The origins of our Western civilisation were discussed by Prof. Benjamin Foster and the associate curator of the Babylonian collection in Yale, Agnete Lassen.  The day before these talks, we visited the Babylonian wing in the MET and got a good feeling for this time.





One of the rooms in the MET






Every Babylonian palace was guarded either by winged bulls or winged lions. The photo above depicts a winged lion (lamassu), a protective spirit.





Detail of the wings






Detail of a sculpture holding a bundle of plants



It was fascinating to hear Agnete Lassen speak the following day about ancient Mesopotamia and her newest findings. Yale University possesses 14,000 clay pieces and seals covered with Cuneiform writings.  To her, the tablets become alive, speaking about ancient life. She translated tablets of cooking recipes and  cooked the recipe with a group of other scientists.





Clay tablet with cooking recipe





These clay cones were put into the foundation of a building, stating the name of the king as the builder. Often, another king just added a cone to claim the construction.






We were able to hold some ancient clay pieces. Round tablets were used to teach writing on an elementary level. There existed a high literary level – in nearly every house, tablets were found. In 2000 BC, the Akkadian Cuneiform was the lingua franca of this region.






A seal made by a cylinder seal.





The oldest epic in Western culture is the epic of Gilgamesh, originating in Mesopotamia. The written form dates back 5000 years.  Yale possesses one of the many tablets of the Gilgamesh story.  Prof. Benjamin Foster of Yale spoke about his translations of the Sumerian and Akkadian Gilgamesh epic and his new findings.  One of the new found tablets describes the Cedar forest Gilgamesh and his friend Enkidu had cut down after killing Humbaba, the protector of the forest. Gilgamesh used the wood for building a gigantic entrance gate into the city of Uruk and new temples.


The destruction of the natural world described in the epic of Gilgamesh is continued today.
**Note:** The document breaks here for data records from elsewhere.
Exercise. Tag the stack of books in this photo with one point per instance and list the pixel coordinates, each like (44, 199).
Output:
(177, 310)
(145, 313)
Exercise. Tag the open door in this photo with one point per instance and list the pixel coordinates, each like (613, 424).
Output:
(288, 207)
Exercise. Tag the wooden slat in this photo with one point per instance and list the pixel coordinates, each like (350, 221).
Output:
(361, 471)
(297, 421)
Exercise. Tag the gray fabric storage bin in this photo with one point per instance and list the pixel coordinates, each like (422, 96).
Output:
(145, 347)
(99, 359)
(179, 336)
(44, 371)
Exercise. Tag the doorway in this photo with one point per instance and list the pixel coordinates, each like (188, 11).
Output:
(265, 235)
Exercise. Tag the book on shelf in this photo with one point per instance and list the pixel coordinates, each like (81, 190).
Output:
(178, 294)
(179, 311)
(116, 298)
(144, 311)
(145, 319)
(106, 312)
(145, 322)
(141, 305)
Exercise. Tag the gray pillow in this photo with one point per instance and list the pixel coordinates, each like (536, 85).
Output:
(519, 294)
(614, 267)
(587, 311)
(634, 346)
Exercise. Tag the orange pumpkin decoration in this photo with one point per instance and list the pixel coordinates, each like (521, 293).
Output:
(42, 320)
By the end of the century, it is forecasted that the Cedar forests in Lebanon will vanish because of global warming (New York Times article, November 27, 2018). The story of Gilgamesh is still as valid as 5000 years ago.




Clay tablet of Gilgamesh at Yale University


Gilgamesh also was the builder of the city wall of Uruk, the first city wall recorded in history.  It is the beginning of the megacities of today.

“What made him a hero?” I asked Prof. Foster. “When ordinary people do something extraordinary, do something really great and then fail, that is the story of Gilgamesh!” What a great answer!

After the death of his friend Enkidu (caused by the punishment of the Gods), Gilgamesh went to look for his friend in the Underworld and also searched for his own immortality. The journey was a journey of suffering and finally of failure. He had to accept mortality and vulnerability. He became a real human being.




It was fitting to the theme that we heard the next day about the meaning of hell from Prof. Scott Bruce, professor of medieval history at Fordham University. The talk was in the artist’s studio of Will Cotton. We saw one of his art pieces in a gallery near the High Line.



Art of Will Cotton with Patty and Thomas. I was intrigued by this innocent girl standing beside a dead body and looking up to a witch





In one of the artist’s lofts in Chelsea (the studio of the artist Ena Swansea), Mark Taylor spoke about  problems in our modern world. As a professor of Religious studies at Columbia University, he covered a wide range of topics. He connected philosophy with today’s way of life and warned about the effects of the virtual life, expressed through incredible speed. The speed of money transfer is beyond our understanding. Money based on gold is replaced  by numbers without physical reality.





Professor Mark Taylor with Thomas Houlon introducing the speaker



The speed of money transfer was especially visible in the auction house, Christies. There are two major contemporary art auction weeks at Christie’s each year. We were just there before one of the art auctions and got a tour through the collection by Christie’s specialist Caitlin Forest.  The collection we saw was better than art exhibited in most art museums.

At the auction several days later, an unknown bidder paid for  David Hockney’s “Pool with two figures”  80 million dollars (with fees, 90 millions). The world of art and the amount of money spent on art is a world hardly any human being can relate to. In the words of the Washington Post:

“We often cherish what we think of as a private relationship to art, even art that is owned by other people or that hangs in public spaces. But when a work of art is suddenly known to the world not for its content but its price tag, it feels like a betrayal of our private relationship to the piece”.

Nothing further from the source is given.